GAINESVILLE — For some women, finding that perfect hat for Easter isn’t a shopping trip, it’s a mission.
They hunt from store to store around the Atlanta area and even to other states for the perfect — and not duplicated — piece of head adornment.
And the serious hat ladies didn’t wait until this week to have their Easter hat ready for today’s celebration.
"I have enough in my basement where I could wear one of my old ones I haven’t worn in a while," said Sonya Lackey, wife of the Rev. Rodney Lackey at Antioch Baptist Church in Gainesville. "I go out of town to special shops and find different stores. I don’t want to sit in church with a hat like anyone else’s, that’s just me."
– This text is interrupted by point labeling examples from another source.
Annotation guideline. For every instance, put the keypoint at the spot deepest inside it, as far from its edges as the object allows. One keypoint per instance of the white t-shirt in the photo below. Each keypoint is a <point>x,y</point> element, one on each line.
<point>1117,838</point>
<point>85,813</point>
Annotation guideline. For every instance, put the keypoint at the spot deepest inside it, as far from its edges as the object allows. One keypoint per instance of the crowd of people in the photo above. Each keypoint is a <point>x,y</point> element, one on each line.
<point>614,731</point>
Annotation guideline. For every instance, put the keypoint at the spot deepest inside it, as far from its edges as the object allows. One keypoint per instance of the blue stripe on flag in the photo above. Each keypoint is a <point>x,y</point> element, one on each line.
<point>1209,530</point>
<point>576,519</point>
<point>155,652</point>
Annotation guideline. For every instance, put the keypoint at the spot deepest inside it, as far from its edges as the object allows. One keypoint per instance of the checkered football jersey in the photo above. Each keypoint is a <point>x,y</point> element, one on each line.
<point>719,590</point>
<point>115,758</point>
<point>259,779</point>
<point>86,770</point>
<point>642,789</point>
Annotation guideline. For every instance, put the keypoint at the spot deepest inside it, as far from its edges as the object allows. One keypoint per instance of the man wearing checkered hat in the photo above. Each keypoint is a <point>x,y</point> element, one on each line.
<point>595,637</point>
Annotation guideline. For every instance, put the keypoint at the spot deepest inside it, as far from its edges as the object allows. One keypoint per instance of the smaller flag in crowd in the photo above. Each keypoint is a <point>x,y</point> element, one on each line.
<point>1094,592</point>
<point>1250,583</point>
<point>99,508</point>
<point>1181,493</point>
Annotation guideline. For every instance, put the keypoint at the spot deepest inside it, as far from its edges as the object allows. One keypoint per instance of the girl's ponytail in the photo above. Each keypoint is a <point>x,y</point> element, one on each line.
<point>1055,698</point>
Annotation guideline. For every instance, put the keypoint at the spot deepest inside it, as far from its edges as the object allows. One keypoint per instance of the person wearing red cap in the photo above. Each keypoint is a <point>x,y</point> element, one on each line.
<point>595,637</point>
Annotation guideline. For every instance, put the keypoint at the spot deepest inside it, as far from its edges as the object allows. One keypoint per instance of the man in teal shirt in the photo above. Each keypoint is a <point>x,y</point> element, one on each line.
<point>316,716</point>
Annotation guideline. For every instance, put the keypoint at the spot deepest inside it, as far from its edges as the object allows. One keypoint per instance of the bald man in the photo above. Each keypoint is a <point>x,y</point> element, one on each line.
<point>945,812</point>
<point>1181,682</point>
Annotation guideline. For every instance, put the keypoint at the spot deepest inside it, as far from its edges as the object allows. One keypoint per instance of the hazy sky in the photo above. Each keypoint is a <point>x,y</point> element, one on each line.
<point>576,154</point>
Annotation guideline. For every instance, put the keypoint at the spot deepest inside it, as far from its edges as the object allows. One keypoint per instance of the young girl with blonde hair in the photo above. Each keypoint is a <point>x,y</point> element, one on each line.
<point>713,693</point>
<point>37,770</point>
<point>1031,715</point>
Deborah Mack, a Hall County commissioner, wears a hat every day and said she will choose one out of her collection.
"I probably have 300 or 400, maybe 500," she said. "I have certain hats I wear every day and I have certain hats I wear to church. A church hat is a little more fancy, a little more brimmy, wider ... I like the wide brimmed for church.
"I have (hats with) feathers ... I have some so big I can’t wear them in the car. I have to get to where I’m going to put them on."
But these hats that Lackey and Mack collect are more than just a hat to dress up for church — they are investments.
"I try to set a $150 limit and every once in a while I’ll splurge and go over," Mack said.
Lackey’s most expensive hat she owns was purchased by her husband.
"I think it was $350," she said. "I wear it in the winter, he got it for Christmas. It is red with the rhinestones and it’s real pretty ... but I got one for free (from the purchase)."Lackey said she has always worn hats for Easter since she was a little girl.
"For Easter, my mother and her mother, they have always worn hats but for Easter I would always get a hat as a little girl," said Lackey, who owns about 50 hats. "As a pastor’s wife they like us to wear hats, especially on certain occasions."
Bobbie Meadows, a member at St. John Baptist Church, said she has hats in all different colors but doesn’t buy a special Easter hat.
"To me, God is risen every day in my life so Easter is just a time that has been set aside but every day is a day of celebration," said Meadows, who has been wearing hats for three to four years regularly. "My daughter got me back wearing them again ... I try to wear them to offset whatever I am wearing."
Mack began wearing hats regularly about 10 years ago, but for a very different reason.
"I started having problems with my back and I was going back and forth to the doctor and my hair started thinning so I cut it off," said Mack, a member of First Baptist Church. "So my sister called me one day and said ‘I’ve been thinking about your back, you know you’re bald headed’ and she said, and, ‘You are probably getting a cold because the wind and air is going down your back you don’t have anything to keep the cold off your back, so put a hat on your head and see if your back quits hurting.
"I started wearing a hat and my back quit hurting. Your hat holds your body heat in, so I guess that helped."
But for many women, hats are simply about fashion.
Judy Chang, owner of Allure at The Gallery at South Dekalb, said smaller hats in pastel colors are in style for spring.
"We do a lot of smaller hats," she said. "Very old 19th Century looking, lot of sequins and oyster and crystals. ... Lots of pastel colors — yellow right now but we always do pink and ivories in the spring."
At Allure, where some women confessed to buying their hats (many won’t divulge their sources), many of the hats come with details and jeweled adornments, Chang said.
"We only sell the very expensive ... some are big hats and the customers I have here are looking for something very different and very ornamental, like about $500 to $600."
According to Duane Dewbury, president of HatsAmerica.com, Helen Kaminski and Plaza Suite Spring Hats are the most popular brands selling through his company for Easter and the Kentucky Derby.
Small-town hat shops are a thing of the past, so Lackey and Mack go to great lengths — and car rides — for their finds. Lackey travels to different points in Atlanta while Mack comes by her hats in different ways.
"I like to attend Baptist conventions because they have vendors there that sell pretty hats, the really fancy hats that I like to wear to church," Mack said. "House of Hats out of Alabama, they have gotten to know me so I tell them, ‘I don’t want church hats this time, I want everyday hats,’ so they will pick me out a nice selection to pick from."